This is a very good question, and the answer proves to be not that straightforward.
Instinctively, most people would tend to recommend a Student's paired t-test; but, as explained in the excellent post Statistical Significance Tests for Comparing Machine Learning Algorithms of Machine Learning Mastery, this test is not actually suited for this case, as its assumptions are in fact violated:
In fact, this [Student's t-test] is a common way to compare
classifiers with perhaps hundreds of published papers using this
methodology.
The problem is, a key assumption of the paired Student’s t-test has
been violated.
Namely, the observations in each sample are not independent. As part
of the k-fold cross-validation procedure, a given observation will be
used in the training dataset (k-1) times. This means that the
estimated skill scores are dependent, not independent, and in turn
that the calculation of the t-statistic in the test will be
misleadingly wrong along with any interpretations of the statistic and
p-value.
The article goes on to recommend the McNemar's test (see also this, now closed, SO question), which is implemented in the statsmodels Python package. I will not pretend to know anything about it and I have never used it, so you might need to do a further digging by yourself here...
Nevertheless, as reported by the aforementioned post, a Student's t-test can be a "last resort" approach:
It’s an option, but it’s very weakly recommended.
and this is what I am going to demonstrate here; use it with caution.
To start with, you will need not only the averages, but the actual values of your performance metric in each one of the k-folds of your cross-validation. This is not exactly trivial in scikit-learn, but I have recently answered a relevant question on Cross-validation metrics in scikit-learn for each data split, and I will adapt the answer here using scikit-learn's Boston dataset and two decision tree regressors (you can certainly adapt these to your own exact case):
from sklearn.model_selection import KFold
from sklearn.datasets import load_boston
from sklearn.metrics import mean_absolute_error
from sklearn.tree import DecisionTreeRegressor
X, y = load_boston(return_X_y=True)
n_splits = 5
kf = KFold(n_splits=n_splits, shuffle=True)

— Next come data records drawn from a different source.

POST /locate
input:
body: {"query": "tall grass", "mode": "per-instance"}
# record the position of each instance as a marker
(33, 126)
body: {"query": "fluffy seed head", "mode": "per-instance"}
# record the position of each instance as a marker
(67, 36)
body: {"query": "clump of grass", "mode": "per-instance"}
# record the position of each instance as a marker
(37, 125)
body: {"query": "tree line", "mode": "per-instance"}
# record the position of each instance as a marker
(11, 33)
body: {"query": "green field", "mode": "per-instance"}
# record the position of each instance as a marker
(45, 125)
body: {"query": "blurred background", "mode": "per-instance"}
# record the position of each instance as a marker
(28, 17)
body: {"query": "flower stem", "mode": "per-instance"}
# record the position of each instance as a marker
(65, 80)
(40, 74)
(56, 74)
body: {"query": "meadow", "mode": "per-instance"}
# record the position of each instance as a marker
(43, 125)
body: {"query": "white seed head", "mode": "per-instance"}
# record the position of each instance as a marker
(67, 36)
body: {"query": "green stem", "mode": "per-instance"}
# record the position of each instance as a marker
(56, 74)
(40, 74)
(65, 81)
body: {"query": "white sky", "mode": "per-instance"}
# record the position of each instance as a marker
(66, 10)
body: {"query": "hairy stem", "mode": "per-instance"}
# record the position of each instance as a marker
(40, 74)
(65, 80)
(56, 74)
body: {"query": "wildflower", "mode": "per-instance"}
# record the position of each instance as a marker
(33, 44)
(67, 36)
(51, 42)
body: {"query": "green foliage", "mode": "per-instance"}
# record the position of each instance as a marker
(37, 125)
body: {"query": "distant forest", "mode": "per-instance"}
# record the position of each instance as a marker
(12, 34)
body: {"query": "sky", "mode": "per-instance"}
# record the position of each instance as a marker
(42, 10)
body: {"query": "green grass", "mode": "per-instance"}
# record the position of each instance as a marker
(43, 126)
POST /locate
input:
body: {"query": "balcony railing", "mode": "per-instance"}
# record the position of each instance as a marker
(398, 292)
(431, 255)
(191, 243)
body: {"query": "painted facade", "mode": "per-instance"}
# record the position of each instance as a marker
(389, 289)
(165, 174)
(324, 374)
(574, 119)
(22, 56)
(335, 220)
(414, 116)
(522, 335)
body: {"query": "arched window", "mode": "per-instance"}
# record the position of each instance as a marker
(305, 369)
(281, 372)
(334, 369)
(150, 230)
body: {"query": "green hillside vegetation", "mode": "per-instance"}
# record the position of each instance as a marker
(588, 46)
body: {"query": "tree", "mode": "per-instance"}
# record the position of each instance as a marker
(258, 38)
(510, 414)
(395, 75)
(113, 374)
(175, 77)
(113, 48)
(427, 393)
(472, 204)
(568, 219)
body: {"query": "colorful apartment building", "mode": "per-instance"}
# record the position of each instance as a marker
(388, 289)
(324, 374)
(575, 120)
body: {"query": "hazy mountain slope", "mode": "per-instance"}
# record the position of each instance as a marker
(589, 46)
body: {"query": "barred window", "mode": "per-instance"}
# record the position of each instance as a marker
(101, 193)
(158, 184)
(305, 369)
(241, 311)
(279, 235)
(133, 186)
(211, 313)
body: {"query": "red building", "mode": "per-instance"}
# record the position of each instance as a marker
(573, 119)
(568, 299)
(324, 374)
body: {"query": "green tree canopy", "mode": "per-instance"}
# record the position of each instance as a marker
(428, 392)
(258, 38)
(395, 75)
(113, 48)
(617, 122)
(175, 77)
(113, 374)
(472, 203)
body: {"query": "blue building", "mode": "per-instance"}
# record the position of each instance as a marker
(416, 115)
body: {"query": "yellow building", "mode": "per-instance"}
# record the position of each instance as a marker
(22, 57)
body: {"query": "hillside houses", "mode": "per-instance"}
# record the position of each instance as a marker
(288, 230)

model_1 = DecisionTreeRegressor(max_depth = 4, criterion='mae',random_state=1)
model_2 = DecisionTreeRegressor(max_depth = 8, criterion='mae', random_state=1)
cv_mae_1 = []
cv_mae_2 = []
for train_index, val_index in kf.split(X):
model_1.fit(X[train_index], y[train_index])
pred_1 = model_1.predict(X[val_index])
err_1 = mean_absolute_error(y[val_index], pred_1)
cv_mae_1.append(err_1)
model_2.fit(X[train_index], y[train_index])
pred_2 = model_2.predict(X[val_index])
err_2 = mean_absolute_error(y[val_index], pred_2)
cv_mae_2.append(err_2)
cv_mae_1 contains the values of our metric (here mean absolute error - MAE) for each of the 5 folds of our 1st model:
cv_mae_1
# result:
[3.080392156862745,
2.8262376237623767,
3.164851485148514,
3.5514851485148515,
3.162376237623762]
and similarly cv_mae_2 for our 2nd model:
cv_mae_2
# result
[3.1460784313725494,
3.288613861386139,
3.462871287128713,
3.143069306930693,
3.2490099009900986]
Having obtained these lists, it is now straightforward to calculate the paired t-test statistic along with the corresponding p-value, using the respective method of scipy:
from scipy import stats
stats.ttest_rel(cv_mae_1,cv_mae_2)
# Ttest_relResult(statistic=-0.6875659723031529, pvalue=0.5295196273427171)
where, in our case, the huge p-value means that there is not a statistically significant difference between the means of our MAE metrics.
Hope this helps - do not hesitate to dig deeper by yourself...